オハイニは、どうやらグランヴィーオが与えた魔力封石から魔術の行使を試みるようだった。
バッグに付けた魔力封石から、ふわっと光が漏れ出した。
光はするすると、糸を紡ぐかのように伸びていき、オハイニはそれを指先で操るように動かし、トールの血まみれの腕へと導く。
ぱあっと淡く光るのは、魔力を大量に使うせいで、調整が効かず漏れ出ているからだ。

「ふぅ……どうだ?」

治癒が終わり、オハイニは額を拭う仕草する。
トールは、驚いた顔をした。

「……きれいに治ってやがる」

腕を伸ばし、自分の目の高さまで上げる。それでグランヴィーオにも見えた。
たしかに、腕のグローブや袖は引き裂かれて血まみれだが、見える肌には傷跡も残っていない。

「すっげー」

一度弓をおろしたグリウが、気の抜けた声を出す。
グランヴィーオも、思わず感心した。

「なかなかの腕だな」

ここまで完璧に術を使いこなすのには、かなりの研鑽が必要なはずだ。
並の魔術師なら、今の3倍以上の時間がかかるだろうし、血を止めるだけだったり傷跡が残ったりすることもある。

「どーも」

だが、オハイニは浮かない顔だった。バッグに付けた魔力封石を手でもてあそぶ。

「魔力を予想以上に使っちゃったな。構築が甘かった」
「空にはなっていないだろう」

オハイニに渡したブローチにあしらわれた宝石は、グランヴィーオが1年ほど身につけ、魔力を封入した魔道具と呼べるものだった。
本来なら魔術師の魔力を込めるために何度も魔法をかけなければならないが、グランヴィーオの体質――魔力吸いは常に魔力を周囲から引き寄せている。自然と宝石に貯蓄され、今のように魔術師であれば誰でも補助の魔力として扱えるようになる。
オハイニに渡したものはかなりの量を封入したし、何より彼女自身の技量で、無駄な失敗や大量消費をしていない。

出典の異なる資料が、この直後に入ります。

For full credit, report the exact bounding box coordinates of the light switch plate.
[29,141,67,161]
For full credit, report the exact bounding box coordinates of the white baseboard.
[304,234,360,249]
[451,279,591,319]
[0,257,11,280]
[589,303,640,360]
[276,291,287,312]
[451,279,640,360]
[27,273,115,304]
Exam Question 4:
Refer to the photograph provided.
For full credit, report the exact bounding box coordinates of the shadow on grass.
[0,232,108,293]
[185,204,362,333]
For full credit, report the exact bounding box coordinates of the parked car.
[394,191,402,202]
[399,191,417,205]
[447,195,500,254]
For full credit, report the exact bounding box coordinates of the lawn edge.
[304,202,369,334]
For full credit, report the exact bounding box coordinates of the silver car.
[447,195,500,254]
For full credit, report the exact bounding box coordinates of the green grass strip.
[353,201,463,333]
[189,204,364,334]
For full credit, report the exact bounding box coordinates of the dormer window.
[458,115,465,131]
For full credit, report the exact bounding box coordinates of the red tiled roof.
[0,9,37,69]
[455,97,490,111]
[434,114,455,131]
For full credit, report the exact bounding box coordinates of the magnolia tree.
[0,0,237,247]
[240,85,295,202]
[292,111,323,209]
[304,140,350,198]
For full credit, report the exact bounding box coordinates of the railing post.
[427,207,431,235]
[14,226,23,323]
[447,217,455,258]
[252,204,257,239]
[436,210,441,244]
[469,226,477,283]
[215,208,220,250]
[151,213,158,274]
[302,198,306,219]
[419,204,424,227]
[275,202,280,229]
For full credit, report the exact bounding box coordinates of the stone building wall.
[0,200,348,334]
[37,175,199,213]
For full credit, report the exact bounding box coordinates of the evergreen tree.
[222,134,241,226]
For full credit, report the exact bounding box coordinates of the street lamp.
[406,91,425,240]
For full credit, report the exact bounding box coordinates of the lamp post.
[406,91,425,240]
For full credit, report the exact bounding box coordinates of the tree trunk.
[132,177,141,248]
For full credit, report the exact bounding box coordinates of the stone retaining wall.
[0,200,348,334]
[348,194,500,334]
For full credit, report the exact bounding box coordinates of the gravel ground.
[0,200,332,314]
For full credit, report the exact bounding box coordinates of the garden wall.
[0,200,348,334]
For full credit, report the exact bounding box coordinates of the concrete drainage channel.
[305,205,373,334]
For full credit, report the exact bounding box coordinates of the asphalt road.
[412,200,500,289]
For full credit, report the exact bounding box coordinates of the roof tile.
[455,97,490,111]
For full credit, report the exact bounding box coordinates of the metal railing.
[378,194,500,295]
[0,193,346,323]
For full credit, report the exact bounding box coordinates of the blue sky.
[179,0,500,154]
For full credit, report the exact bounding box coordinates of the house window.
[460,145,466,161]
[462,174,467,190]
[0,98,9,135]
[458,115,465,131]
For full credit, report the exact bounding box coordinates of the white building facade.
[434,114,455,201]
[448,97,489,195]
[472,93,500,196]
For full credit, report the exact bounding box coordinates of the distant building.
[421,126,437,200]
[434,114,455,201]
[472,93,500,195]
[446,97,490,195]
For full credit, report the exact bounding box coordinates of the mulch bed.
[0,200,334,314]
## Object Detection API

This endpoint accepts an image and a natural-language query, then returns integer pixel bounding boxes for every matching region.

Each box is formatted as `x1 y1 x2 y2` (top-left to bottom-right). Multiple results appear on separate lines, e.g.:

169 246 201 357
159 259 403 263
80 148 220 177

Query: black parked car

「まあね、今の傷くらいだったらあと5,6回は治せるよ」
「もうヘマはしねぇ」

トールは眉根にぐっと力を入れた。治った腕で拳まで握って、悔しがっているらしい。

「その意気よー」

逆に手を振るオハイニは相変わらず態度が軽い。
その後、トールが有言実行とばかりに穴という穴を暴き、出てきたモンスターをほぼひとりで仕留めた。

「負けず嫌いなんだよなー、トールは」
「るせ」

グリウも軽い調子で幼馴染をからかっている。